Proactive MySQL Monitoring (Developer Studio/Advisors Angle)

Paul Namuag

Monitoring your MySQL database proactively is imperative nowadays. It plays a crucial and significant part for managing and controlling your database especially for your production-grade clusters. Missing specific information that would be beneficial for improving your database or failing to identif the root cause for problems that can be encountered might produce extreme difficulty to fix or recover from its glory days.

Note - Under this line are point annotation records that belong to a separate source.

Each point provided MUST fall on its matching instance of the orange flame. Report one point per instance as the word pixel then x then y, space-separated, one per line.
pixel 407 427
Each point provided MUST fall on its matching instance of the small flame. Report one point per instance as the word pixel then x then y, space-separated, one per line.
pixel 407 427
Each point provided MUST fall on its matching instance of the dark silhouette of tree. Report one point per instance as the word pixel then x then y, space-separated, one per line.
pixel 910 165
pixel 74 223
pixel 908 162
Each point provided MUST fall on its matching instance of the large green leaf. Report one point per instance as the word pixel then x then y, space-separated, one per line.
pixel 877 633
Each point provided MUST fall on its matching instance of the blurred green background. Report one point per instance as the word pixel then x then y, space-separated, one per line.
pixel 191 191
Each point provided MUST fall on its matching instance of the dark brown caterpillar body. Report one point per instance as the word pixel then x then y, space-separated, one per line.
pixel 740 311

Proactive monitoring in your MySQL database allows your team to understand how your database services are performing. Does it function and deliver based on the workload it is expected to carry? Do you have enough resources for the server to be performant based on the workload that it is currently handling? Proactive monitoring applies things that shall prevent disaster or from harming your database which shall notify you in advance. Thus, allowing the DBAs or administrators to perform important tasks to avoid encountering malfunctions, data corruption, security exploits and attacks, or unexpected bounce of traffic in your database cluster. By these being attended immediately, proactive monitoring for MySQL has to be automated and shall operate 24/7 without interruption and it's up to the DBAs, Devops, administrators to decide whether based on priority of tasks and how crucial it is if it requires maintenance or just a typical daily routine work.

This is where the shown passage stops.